The chamber was white, bright, and spacious, and completely bare, except for the solitary piece of sculpture that dominated the entire room. The sculpture, created from bio-aluminium and, pulsating with the vitality of life, was of a woman and child, motherly love and innocence coupled with the purity of the newborn. This symbol, of all that mankind stood for; of its fall from innocence, of its redemption, was the emblem of mankind’s striving for perfection. As such, it was the insignia of the organization to which Janus belonged, the statue being used to focus an agent’s thoughts on his headquarters, when he wished to be teleported home.
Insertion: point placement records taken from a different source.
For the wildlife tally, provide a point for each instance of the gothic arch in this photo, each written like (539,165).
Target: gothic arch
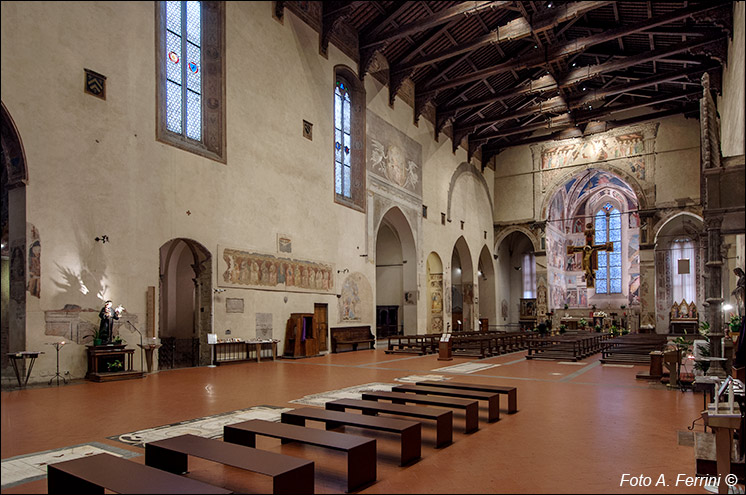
(516,228)
(631,181)
(14,156)
(467,168)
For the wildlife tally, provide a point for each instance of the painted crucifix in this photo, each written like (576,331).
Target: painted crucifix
(590,254)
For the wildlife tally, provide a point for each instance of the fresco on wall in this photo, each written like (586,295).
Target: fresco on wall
(251,270)
(392,155)
(356,299)
(593,150)
(34,261)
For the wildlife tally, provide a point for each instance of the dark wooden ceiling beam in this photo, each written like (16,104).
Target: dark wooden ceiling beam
(491,149)
(461,9)
(564,121)
(332,13)
(514,30)
(575,46)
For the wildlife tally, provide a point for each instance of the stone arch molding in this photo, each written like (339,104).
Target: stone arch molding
(467,168)
(503,234)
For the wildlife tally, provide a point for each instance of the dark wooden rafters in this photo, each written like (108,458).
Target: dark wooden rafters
(570,48)
(332,13)
(586,73)
(499,72)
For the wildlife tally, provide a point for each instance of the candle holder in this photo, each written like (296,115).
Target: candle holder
(57,375)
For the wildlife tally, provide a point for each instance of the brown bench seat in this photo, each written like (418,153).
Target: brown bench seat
(511,392)
(492,398)
(443,419)
(410,431)
(361,451)
(289,474)
(470,407)
(351,336)
(93,474)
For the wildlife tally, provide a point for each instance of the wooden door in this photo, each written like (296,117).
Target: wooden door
(322,327)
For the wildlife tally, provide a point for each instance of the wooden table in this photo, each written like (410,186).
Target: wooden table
(105,471)
(289,474)
(16,356)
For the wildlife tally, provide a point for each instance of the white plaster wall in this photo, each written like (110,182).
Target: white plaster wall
(677,168)
(731,104)
(95,167)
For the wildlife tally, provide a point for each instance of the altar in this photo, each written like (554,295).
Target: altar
(110,362)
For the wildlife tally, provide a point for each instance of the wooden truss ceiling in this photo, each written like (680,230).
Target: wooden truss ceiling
(499,74)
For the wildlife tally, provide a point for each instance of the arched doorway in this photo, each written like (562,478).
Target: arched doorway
(462,287)
(516,279)
(185,304)
(486,280)
(396,276)
(434,294)
(678,261)
(14,249)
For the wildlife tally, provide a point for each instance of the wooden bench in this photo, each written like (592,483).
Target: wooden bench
(361,451)
(470,407)
(93,474)
(352,336)
(443,419)
(289,474)
(410,431)
(492,398)
(511,392)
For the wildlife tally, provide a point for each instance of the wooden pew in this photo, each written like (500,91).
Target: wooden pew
(95,473)
(361,451)
(289,474)
(351,336)
(492,398)
(410,431)
(511,392)
(470,407)
(443,418)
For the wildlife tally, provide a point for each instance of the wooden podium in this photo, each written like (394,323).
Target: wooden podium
(300,337)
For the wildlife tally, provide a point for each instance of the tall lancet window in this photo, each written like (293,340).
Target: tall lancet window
(184,69)
(682,268)
(342,140)
(608,225)
(190,72)
(528,268)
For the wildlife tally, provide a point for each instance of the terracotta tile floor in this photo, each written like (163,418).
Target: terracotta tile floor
(578,429)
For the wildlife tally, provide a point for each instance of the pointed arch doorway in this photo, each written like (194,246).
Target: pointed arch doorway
(185,304)
(462,287)
(396,276)
(14,249)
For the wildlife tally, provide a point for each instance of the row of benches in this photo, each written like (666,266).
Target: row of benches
(478,344)
(632,348)
(566,347)
(166,459)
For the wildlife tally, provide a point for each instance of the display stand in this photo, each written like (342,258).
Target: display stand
(445,348)
(57,347)
(20,356)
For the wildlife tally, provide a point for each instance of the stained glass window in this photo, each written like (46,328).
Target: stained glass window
(608,225)
(342,140)
(184,68)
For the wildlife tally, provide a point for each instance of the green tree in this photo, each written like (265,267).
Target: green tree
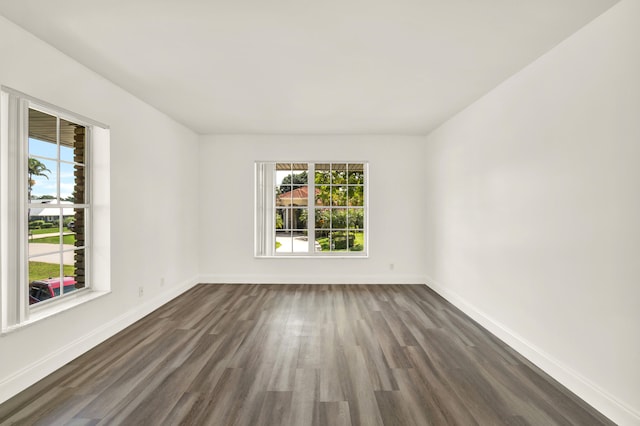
(294,181)
(36,168)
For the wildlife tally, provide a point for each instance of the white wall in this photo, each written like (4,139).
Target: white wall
(534,208)
(154,183)
(227,209)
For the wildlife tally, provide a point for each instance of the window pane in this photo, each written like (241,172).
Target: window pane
(339,241)
(72,142)
(78,269)
(356,195)
(300,196)
(356,173)
(44,274)
(356,219)
(299,218)
(339,219)
(339,196)
(72,183)
(300,175)
(42,179)
(338,173)
(357,242)
(43,127)
(323,174)
(300,242)
(284,195)
(323,241)
(283,219)
(44,230)
(42,148)
(76,224)
(323,195)
(284,242)
(323,218)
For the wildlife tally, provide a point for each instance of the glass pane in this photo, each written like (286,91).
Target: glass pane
(283,219)
(356,195)
(339,196)
(42,148)
(323,174)
(339,241)
(323,195)
(78,269)
(42,179)
(299,218)
(74,220)
(356,173)
(339,219)
(338,173)
(300,196)
(284,243)
(72,181)
(300,175)
(323,218)
(44,127)
(356,242)
(284,195)
(300,242)
(72,142)
(44,275)
(44,230)
(356,219)
(323,241)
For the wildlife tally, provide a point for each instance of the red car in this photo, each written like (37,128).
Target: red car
(46,289)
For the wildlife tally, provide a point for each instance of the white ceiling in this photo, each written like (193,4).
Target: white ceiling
(285,66)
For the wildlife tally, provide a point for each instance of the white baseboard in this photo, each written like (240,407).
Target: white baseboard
(604,402)
(46,365)
(313,279)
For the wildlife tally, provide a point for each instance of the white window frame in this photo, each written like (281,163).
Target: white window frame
(265,208)
(15,310)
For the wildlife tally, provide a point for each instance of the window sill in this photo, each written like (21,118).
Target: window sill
(306,256)
(51,309)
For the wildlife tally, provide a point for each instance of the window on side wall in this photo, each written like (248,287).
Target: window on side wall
(46,229)
(311,209)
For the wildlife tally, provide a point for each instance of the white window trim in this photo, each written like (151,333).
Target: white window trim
(15,311)
(264,231)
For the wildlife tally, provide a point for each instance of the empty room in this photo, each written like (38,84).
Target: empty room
(346,213)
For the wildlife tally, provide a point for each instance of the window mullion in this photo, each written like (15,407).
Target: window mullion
(311,208)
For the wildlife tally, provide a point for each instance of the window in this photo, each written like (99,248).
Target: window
(46,195)
(311,209)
It was into this room, on Earth, to which Janus’ body suddenly materialized. A warning light flashed in another room, where a group of white-clothed figures awaited just such a summons. The figures rushed to the receiving room and gathered about Janus’ unconscious form.
“Get him to the op room immediately.”
The speaker was a tall man, the number seven appeared on a small plastic disc self-adhering to the upper right-hand side of his uniform.
“He’s pretty far gone,” spoke up one of the assistants, who had just arrived and who had briefly, but expertly, examined the unconscious Janus.
The assistant was dressed in light blue and his number was 302.
“My ears tell me it’s his heart.”
“Has it stopped beating?” queried Medico 7.
“I’d say it almost has,” responded 302. “I’m not a high-ranking, low-numbered medico, but my stetho-ear tells me that this man’s heart is only operating on auxiliary power. We have ten minutes, at the most, to save him!”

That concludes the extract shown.